Most big companies, when they post losses quarter after quarter, shareholders get scared. Amazon might be the biggest exception to that rule.
The world's largest online retailer posted an unexpected net loss of about $7 million in its earnings report yesterday, but the company is still growing; sales jumped 22 percent in the second quarter, same as the one before and the one before that.
Numbers like those keep long-term investors happy, says Shawn Milne, a managing director with Janney Capital Markets. "It's very difficult to find a company that's pacing toward, you know, $90 billion in fiscal 2014, and growing close to 25 percent," Milne explains.
A big part of Amazon's growth these days is its cloud computing services.
"Amazon doesn't say how much money it makes off Amazon Web Services," says Curt Woodward, a senior editor at Xconomy.dot.com. "We don't really know how much of the Internet Amazon Web Services powers, but in both cases the numbers are presumed to be pretty big."

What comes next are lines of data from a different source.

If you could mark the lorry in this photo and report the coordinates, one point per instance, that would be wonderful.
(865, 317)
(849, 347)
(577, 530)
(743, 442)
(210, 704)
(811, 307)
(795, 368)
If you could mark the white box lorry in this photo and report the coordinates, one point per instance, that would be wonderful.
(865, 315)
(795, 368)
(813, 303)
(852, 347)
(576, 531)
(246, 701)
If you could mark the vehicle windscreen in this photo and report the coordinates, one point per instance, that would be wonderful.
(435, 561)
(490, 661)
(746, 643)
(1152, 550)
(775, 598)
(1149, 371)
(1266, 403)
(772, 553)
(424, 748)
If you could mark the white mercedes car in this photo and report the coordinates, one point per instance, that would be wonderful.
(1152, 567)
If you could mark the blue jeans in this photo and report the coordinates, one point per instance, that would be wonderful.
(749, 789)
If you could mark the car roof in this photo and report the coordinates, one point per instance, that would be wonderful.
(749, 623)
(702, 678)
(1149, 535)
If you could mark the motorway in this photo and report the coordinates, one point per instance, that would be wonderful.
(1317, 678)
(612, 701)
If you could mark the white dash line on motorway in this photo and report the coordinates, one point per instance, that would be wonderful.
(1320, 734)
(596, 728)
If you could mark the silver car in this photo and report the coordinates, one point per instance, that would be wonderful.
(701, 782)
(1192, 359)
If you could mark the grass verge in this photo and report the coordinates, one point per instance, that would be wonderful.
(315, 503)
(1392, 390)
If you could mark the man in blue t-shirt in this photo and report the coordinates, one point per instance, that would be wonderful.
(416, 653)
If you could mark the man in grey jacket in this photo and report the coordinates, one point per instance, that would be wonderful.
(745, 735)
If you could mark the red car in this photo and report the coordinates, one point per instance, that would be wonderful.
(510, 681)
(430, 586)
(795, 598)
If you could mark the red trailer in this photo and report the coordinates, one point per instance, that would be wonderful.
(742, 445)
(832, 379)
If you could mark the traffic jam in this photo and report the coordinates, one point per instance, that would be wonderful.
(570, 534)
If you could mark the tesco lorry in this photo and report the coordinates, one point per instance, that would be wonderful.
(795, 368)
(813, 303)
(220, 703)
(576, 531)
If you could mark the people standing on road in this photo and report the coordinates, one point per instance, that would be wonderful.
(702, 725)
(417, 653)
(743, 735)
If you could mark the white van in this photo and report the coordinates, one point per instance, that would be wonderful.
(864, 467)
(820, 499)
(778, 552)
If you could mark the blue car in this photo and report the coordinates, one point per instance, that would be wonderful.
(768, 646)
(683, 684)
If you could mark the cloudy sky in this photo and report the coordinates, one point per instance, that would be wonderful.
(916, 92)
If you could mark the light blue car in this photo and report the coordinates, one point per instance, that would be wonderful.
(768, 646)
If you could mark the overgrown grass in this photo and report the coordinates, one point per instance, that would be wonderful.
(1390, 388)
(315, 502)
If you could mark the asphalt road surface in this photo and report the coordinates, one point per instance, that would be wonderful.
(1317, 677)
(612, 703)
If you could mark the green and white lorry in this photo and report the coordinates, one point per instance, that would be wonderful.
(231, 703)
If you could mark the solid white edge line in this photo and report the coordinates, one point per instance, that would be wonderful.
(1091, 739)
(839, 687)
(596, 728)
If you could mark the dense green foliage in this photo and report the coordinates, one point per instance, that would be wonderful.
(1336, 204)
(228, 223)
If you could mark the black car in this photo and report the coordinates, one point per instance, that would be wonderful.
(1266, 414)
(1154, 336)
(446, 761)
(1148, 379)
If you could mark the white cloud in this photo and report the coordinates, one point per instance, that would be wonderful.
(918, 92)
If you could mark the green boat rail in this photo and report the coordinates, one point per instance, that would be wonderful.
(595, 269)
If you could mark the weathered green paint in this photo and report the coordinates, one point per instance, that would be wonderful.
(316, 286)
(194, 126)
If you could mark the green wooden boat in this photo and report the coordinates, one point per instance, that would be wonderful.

Amazon CEO Jeff Bezos is famous for investing big in the company's core businesses to earn customers' trust, and for keeping prices lower than everyone else's.
That's not exactly a new strategy.
"The core of it is old fashioned, and that's exactly why it's so brilliant," says Ben Edelman, associate professor of business administration at Harvard Business School. "It's old fashioned but forgotten, so many companies rushing to raise their prices, rushing to collect quick payoffs and Amazon doing very much the opposite of that."
And its stock keeps rising as long as the company keeps growing. Edelman adds that profits don't seem to matter to Amazon shareholders, as long as competitors like Wal-Mart and Google don't cut into its core business.